'Ses çıkarmazsak tutsakların hepsini öldürecekler!'

TDİ’nin düzenlediği etkinlikle bir araya gelen tutsak yakınları, "Sesimizi yükseltmez, ele ele vermezsek tutsakları bir bir öldürecekler" mesajı verildi.

Tutsaklarla Dayanışma İnisiyatifi (TDİ), Kadıköy’de bulunan Bilim Eğitim Estetik Kültür Sanat Araştırmaları Vakfı’nda (BEKSAV) tutsak yakınlarıyla kahvaltıda bir araya geldi. Etkinlikte Adalet Nöbeti eylemcileri, Marmara Tutuklu ve Hükümlü Aileleri ile Dayanışma Derneği (MATUHAY-DER) yöneticileri, Halkların Demokratik Partisi (HDP) İstanbul Milletvekili Erol Katırcıoğlu ve Suruç Aileleri İnisiyatifi üyeleri de yer aldı. Etkinliğin yapıldığı bahçeye ise “İnfaz yakmalara son, hasta tutsaklara özgürlük” pankartı asıldı.

'SAHİP ÇIKMAZSAK DAHA KÖTÜ ŞEYLER YAPACAKLAR'
 
TDİ Dönem Sözcüsü Hıdır Sabur, "Çocuklarımıza sahip çıkmaz, peşlerinden gitmezsek, haklarını savunmazsak daha kötü şeyler yapacaklar. Tutuklular için meydanlara çıkıp eylemselliği artırmamız gerekiyor” dedi.
 
Katırcıoğlu, “Cumhurbaşkanı bir diktatörlük sistemi haline gelmiştir” sözleriyle konuşmasına başladı. “Üçüncü Yol” seçeneğinin önemine vurgu yapan Katırcıoğlu, “Millet İttifakı’nın Türkiye’nin sorunlarını düzeltmesi mümkün değil. Vahim bir durumdur. Anayasada birçok özgürlükler tanımlanmış durumda ama asla bu durumla karşılaşmıyoruz. Bir açıklama yapmamız bile engelleniyor. Polisin baskısıyla karşılaşıyoruz açıklamalarda. Bu haksızlıkları giderebilmemiz için ancak ve ancak birlikte davranmak, demokrasiye sahip çıkmak gerekir. Çözüm birlikte hareket etmekten geçiyor” diye belirtti.
 
'EL ELE VERMEZSEK TUTSAKLARI TEK TEK ÖLDÜRECEKLER!'
 
Tutsak yakınlarının başlattığı Adalet Nöbeti eylemcilerinden Kumri Akgül ise 17 yıldır hasta tutsak ablası olduğunu belirtti. Adaletin olmadığını ve tüm nöbet eylemlerinde polis işkencesine maruz kaldıklarını ifade eden Akgül, “Birbirimize el vermezsek tutsakların hepsini teker teker cezaevinde öldürecekler. Biz bunun farkındayız. Çocuklarımızın, kardeşlerimizin arkasında durmazsak, hasta tutsakları infaz etmeye devam edecekler. Nasıl olsa hastadır, bilinçli değildir diyorlar, öldürüyorlar. Şu anda 5 bine yakın hasta tutsağımız var. Ben de Adalet Nöbeti’ne katılıyorum. Bırakmıyorlar, her türlü işkenceye maruz kalıyoruz ama yine de korkmuyoruz.  Adalet olmayan bir ülkede yaşıyoruz. Adalet olmadığı için mahallede yürüyemiyoruz, kafamızı yastığa rahat koyamıyoruz. Biz bunlarla yaşıyoruz” diye konuştu.
 
Akgül, “Çocuklarımız, arkadaşlarımız özgür olana kadar ayaktayız. Bijî berxwedana zindanan” dedi.
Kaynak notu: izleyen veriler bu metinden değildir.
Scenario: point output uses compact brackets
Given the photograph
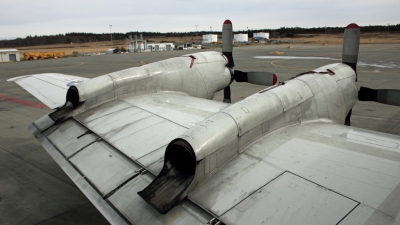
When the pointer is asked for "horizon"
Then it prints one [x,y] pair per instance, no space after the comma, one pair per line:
[204,31]
[46,17]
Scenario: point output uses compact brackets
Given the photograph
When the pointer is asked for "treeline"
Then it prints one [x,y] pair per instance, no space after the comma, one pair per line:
[76,37]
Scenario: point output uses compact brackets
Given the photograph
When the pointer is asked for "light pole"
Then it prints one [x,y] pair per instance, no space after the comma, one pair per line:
[196,34]
[387,36]
[111,35]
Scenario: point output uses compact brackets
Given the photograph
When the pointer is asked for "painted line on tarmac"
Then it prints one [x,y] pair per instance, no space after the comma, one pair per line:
[23,102]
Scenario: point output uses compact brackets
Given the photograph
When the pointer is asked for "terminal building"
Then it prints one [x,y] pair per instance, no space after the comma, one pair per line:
[241,37]
[210,38]
[9,55]
[141,45]
[261,35]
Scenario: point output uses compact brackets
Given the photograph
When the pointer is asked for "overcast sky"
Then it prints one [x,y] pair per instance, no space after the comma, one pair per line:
[19,18]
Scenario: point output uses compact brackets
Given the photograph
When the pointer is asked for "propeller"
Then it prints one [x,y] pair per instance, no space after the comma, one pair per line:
[259,78]
[351,43]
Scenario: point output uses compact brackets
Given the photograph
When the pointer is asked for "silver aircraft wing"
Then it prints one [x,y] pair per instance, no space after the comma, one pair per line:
[114,150]
[309,173]
[49,88]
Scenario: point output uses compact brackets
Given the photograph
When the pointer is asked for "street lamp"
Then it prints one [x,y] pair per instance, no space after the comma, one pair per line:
[111,35]
[196,34]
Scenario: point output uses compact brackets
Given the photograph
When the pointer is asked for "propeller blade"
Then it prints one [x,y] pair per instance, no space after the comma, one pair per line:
[227,42]
[227,94]
[260,78]
[384,96]
[351,43]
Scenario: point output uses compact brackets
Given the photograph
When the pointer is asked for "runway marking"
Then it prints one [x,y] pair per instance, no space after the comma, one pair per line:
[23,102]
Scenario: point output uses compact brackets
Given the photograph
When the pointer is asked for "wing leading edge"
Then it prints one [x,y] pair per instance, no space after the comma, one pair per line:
[49,88]
[115,150]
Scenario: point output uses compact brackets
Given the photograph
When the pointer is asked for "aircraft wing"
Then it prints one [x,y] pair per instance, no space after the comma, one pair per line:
[49,88]
[311,173]
[302,174]
[114,150]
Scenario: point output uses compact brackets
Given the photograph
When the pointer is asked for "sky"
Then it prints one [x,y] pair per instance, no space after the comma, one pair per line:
[20,18]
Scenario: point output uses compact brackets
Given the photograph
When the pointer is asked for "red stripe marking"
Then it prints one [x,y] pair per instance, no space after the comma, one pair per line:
[274,79]
[191,63]
[23,102]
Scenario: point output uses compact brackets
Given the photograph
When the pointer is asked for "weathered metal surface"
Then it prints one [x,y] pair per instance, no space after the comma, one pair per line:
[154,160]
[70,137]
[105,167]
[49,88]
[109,213]
[236,181]
[290,199]
[184,110]
[293,93]
[102,110]
[138,211]
[328,155]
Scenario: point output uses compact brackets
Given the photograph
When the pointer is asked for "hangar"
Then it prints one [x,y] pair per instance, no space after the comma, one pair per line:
[9,55]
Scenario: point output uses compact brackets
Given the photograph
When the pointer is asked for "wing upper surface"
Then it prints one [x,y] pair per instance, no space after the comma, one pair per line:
[49,88]
[114,150]
[314,173]
[301,174]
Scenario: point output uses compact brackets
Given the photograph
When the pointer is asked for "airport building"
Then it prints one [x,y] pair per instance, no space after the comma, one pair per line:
[9,55]
[262,35]
[241,37]
[158,47]
[141,45]
[210,38]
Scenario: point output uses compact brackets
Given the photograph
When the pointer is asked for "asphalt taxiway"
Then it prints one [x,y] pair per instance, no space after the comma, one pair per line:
[34,190]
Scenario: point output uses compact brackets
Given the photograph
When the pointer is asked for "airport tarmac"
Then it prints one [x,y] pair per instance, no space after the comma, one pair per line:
[34,190]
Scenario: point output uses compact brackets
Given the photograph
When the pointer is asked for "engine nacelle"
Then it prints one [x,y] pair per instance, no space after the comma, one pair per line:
[201,150]
[199,75]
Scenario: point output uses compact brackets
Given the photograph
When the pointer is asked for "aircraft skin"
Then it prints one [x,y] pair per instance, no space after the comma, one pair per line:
[147,146]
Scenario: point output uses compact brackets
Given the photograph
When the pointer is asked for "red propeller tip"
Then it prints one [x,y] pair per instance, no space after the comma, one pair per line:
[227,22]
[275,79]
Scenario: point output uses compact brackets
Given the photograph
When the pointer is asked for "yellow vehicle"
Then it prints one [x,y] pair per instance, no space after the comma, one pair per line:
[43,55]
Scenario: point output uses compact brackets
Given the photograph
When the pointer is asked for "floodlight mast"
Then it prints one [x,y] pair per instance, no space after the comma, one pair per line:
[111,35]
[196,35]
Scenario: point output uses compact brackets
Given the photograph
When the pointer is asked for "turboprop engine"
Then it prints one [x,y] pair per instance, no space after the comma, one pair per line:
[324,94]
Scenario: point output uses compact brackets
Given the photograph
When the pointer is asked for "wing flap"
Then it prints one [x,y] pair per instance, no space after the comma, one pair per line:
[109,179]
[49,88]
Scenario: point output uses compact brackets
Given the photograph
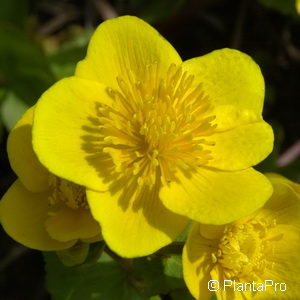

Adalet Nöbeti eylemcisi Cemile Çiftçi, "Kürt, Türk, Arap, Acem fark etmeksizin herkes için adalet istiyoruz. Adliye önüne gittiğimizde, ‘buraya niye geldiniz’ diyorlar. Biz hiçbir şey için değil sadece adalet için oraya gidiyoruz. Benim de kardeşim tutsak ama her tutsak benim kardeşimdir, çocuğumdur. Bu talebimizi sürdüreceğiz” ifadelerini kullandı.
 
TDİ üyesi Hüseyin İldan, “Bir araya gelmenin büyük bir ihtiyaç olduğunu görüyoruz. Başaracağımıza kesinlikle inanıyoruz” şeklinde konuştu.
 
Avukat Yağmur Kavak, “Türkiye’de ve Kürdistan’da binlerce tutsak olduğu için kendilerine hasta demeye bile dilleri varmıyor. 5 bin değil belki de 10 bin hasta tutsak var. Yoldaşlarımızın mütevazılığı nedeniyle belki de sayımız bu kadar az” dedi. Tutsaklar için yapılan eylemlerin dahi engellendiğini belirten Yağmur, “Tutsakların sesinin çıkartılmasından korkuyorlar. En ufak anayasal haklarımızı bile kullanmamıza izin vermiyorlar. Tutsakların tüm haklarını engelliyorlar. Onlar da bu baskı ve sindirme politikalarına direniyorlar. Son dönemde çok fazla tabut çıktı cezaevlerinden, devlet gün be gün işkenceyle ölüme sürüklüyor” dedi.
 
Hukuken ellerinden gelen her şeyi yaptıklarını söyleyen Kavak, “Ama hukukun bittiği yerdeyiz. Birlikte mücadele edeceğiz, bütün alanlarda mahpuslarla dayanışma içinde olmak zorundayız. Özgürlük ve eşitlik dolu günler, yoldaşlarımızın, müvekkillerimizin bu uğurda mücadele ettiği ve mücadele ettiği için tutsak olduğu o günlere mücadeleyle adım adım ilerleyeceğiz” diye kaydetti.